Lawrence Livermore National Laboratory

Gautham Dharuman

Postdoctoral Researcher
Materials Science Division

 +1 925-422-7522

Ph.D. Dual: Computational Science and Electrical Engineering
– Michigan State University


Gautham Dharuman joined LLNL as a Postdoctoral Research Staff Member in the Computational Materials Science Group in June 2018. His research interests are broadly in molecular dynamics simulations at scale, multiscale modeling, high performance computing and machine learning. In particular, he focusses on methods and simulations for correlated charged particle systems such as those found in non-ideal plasmas and in biomolecular systems.

At LLNL, he is part of the pilot project on RAS protein that aims to understand RAS-driven cancer initiation and growth through multiscale simulations aided by machine learning to enable predictions at unprecedented length- and time-scales.

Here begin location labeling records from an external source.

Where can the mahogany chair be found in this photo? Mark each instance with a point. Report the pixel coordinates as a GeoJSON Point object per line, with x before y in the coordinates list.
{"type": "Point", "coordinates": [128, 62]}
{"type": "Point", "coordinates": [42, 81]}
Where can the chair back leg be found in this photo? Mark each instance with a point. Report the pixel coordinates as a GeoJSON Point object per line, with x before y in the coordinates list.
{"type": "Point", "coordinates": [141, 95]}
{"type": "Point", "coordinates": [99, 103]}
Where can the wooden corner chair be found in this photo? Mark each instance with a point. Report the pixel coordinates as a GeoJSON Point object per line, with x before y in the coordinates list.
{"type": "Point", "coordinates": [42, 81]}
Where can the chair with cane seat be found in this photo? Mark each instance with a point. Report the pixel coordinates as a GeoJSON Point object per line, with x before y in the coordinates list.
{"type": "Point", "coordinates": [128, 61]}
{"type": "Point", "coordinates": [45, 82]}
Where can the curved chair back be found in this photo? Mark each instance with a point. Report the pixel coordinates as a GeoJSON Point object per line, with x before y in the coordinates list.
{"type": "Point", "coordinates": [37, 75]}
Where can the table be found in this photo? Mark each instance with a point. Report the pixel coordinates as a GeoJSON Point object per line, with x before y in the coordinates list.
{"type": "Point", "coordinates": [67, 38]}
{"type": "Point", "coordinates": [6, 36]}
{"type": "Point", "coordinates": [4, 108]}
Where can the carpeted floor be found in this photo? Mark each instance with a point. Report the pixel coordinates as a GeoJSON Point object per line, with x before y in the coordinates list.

His efforts include physics guided unsupervised learning, consistency studies of simulations spread across scales, and high-performant code development.

Prior to joining LLNL, he received his Ph.D. (dual) in Computational Science and Electrical Engineering from Michigan State University in May 2018, advised by Professor Michael S. Murillo.

Selected Publications

  1. G. Dharuman, L. G. Stanton, and M. S. Murillo, “Controllable non-ideal plasmas from photoionized compressed gases,” New Journal of Physics 20 (2018), 103010.
  2. G. Dharuman, L. G. Stanton, J. N. Glosli, and M. S. Murillo, “A generalized Ewald decomposition for screened Coulomb interactions,” Journal of Chemical Physics 146 (2017), 024112.
  3. G. Dharuman, J. Verboncoeur, A. Christlieb, and M. S. Murillo, “Atomic bound state and scattering properties of effective momentum-dependent potentials,” Physical Review E 94 (2016), 043205.
  4. Z. Fan, X. Tao, G. Dharuman, X. Li and L. Dong, “Modeling and simulation of an ultrasensitive electron tunneling position/force nanosensor,” RSC Advances 6 (2016), 8297.
  5. X. Tao, Z. Fan, B. J. Nelson, G. Dharuman, W. Zhang, L. Dong and X. Li, “Internal electron tunneling enabled ultrasensitive position/force peapod sensors,” Nano Letters 15 (2015), 7281.